AI Replaces Bad Decisions, Not People
Klaus M. Blache | May 1, 2023
By Dr. Klaus M. Blache, Univ. of Tennessee Reliability and Maintainability Center (RMC); Victor Foster, International Flavors & Fragrances; Christopher Lemmon, Univ. of Tennessee Reliability and Maintainability Center (RMC)
As part of the RMC initiatives, we also get involved in “proof-of-concept” solutions for industry. I asked Victor Foster to tell his story on a machine learning/AI that he performed with Quartic.ai (UT-RMC member) and Chris Lemmon (UT-College of Engineering graduate student):
When I first heard about Quartic.ai, San Jose, CA (quartic.ai) software, I was excited to try it. I’ve been to several conferences and heard how AI would “change the world” and “make our jobs obsolete.” Despite my confusion, I was curious to see how this new technology could fit into my work as a reliability engineer at a large food-manufacturing plant. I started to think about all the different ways I interacted with process and asset health data. I then considered each task that involved decisions based on this data.

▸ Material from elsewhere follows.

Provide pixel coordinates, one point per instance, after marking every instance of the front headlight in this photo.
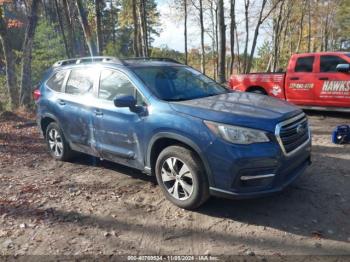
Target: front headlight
(236, 134)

A demonstration was very impressive. The anomaly in my test trial was a low-oil event in a gearbox. The software had no idea what was going wrong, but it could mathematically find where something was out of order. Once it detected inconsistent readings, it would send warning communications to maintenance personnel.
I initially thought I could just dump data into the software and it would tell me what to do next. However, that was not the case. AI is more of a tool than technology that would eliminate my job. This realization led me to try the software on one of my biggest plant headaches.
Thankfully, I did not have to go it alone. I partnered with Chris Lemmon of UT-RMC. Chris was already experimenting with Quartic.ai. We met biweekly to review data gathered from the process. I would pull data from my data historian in large Excel files to be uploaded. This was a work-around to use the software since it was not installed at the plant. Normally, Quartic.ai would be connected directly to your facility’s data historian for live data analysis.
The trial was conducted on a planetary gearbox attached to a horizontal centrifuge. This gearbox is always spinning, so visual inspection of the oil level or leaks was impossible. These gearboxes are very expensive to rebuild if damaged, and the most common failure mode was loss of oil due to an O-ring failure.
Before using the new AI software, we tried several maintenance strategies to reduce gearbox damage. With 30 units involved, the “run-to-failure” strategy was not sufficient from a cost-sustainability perspective. The new strategy was to track oil samples every six months to see what units were showing metal wear. This helped improve our ability to proactively replace older gearboxes but didn’t do anything to stop the O-ring failures.
It was decided that we could use an infrared sensor on the outside of the gearbox to obtain advanced warning to take a unit down. This idea made perfect sense and was approved for capital. We installed infrared sensors on all the units, thinking this would save the day. We were too optimistic.
Chris thought this problem would be a great trial for the AI software. We identified 20 process variables from the historian, including motor load, vibration, oil flow in the centrifuge main bearings, and process flow rate. The tool quickly configured and organized the data into easy-to-operate buttons. The data was then visually graphed into a timeline. Fortunately, we had an event in which one of the plant centrifuges automatically shut down due to overload of the back drive motor that supplies power to the gearbox.
After telling Chris exactly what date and time the centrifuge went down over the four-month data set, he went to work in the software. The event data was effective at training the software on what to look for in the data by explicitly defining an anomaly. When the maintenance crew inspected the centrifuge, the only issue they found was a low oil level. They filled the gearbox and were able to operate the centrifuge with no problems.
The timeline now looked like Fig. 1. It had a time before the “low-oil event,” the event itself, and the time after the oil was refilled.
This data organization helped the software quickly learn what to look for to predict the next low-oil event. It’s like having a real person watching the process. The software now provides real relationship data on all 20 of the process variables we uploaded. I was not very happy once I understood the findings.
To my surprise, the data corresponded to the motor back-drive load, rather than the new expensive, shiny, infrared sensors. I had spent three months telling everyone how amazing they would be. Instead of making my job obsolete, the software was keeping me from making bad decisions. The result can be seen in Fig. 2.
Using the correct corresponding process variable for the back drive-motor load, it predicted equipment shutdown 12 hr. before the event. If Quartic.ai was installed and given real-time data, this event could have triggered a controlled shutdown of the unit. The alarm sent to the operator 12 hr. before would have stopped any process upset. After the gear box oil level was corrected, the AI tool did not see any process anomalies.
This trial demonstrated what AI could do for a normal engineer working day to day. It has a tremendous ability to look at different data sources at the same time and pinpoint the best solution. EP
Victor Foster is the lead PdM Reliability Engineer at International Flavors & Fragrances, New York, NY (iff.com). He provides support for four plants.
Christopher Lemmon is a Graduate Research Assistant at the Univ. of Tennessee RMC, finishing his Master’s degree in RME.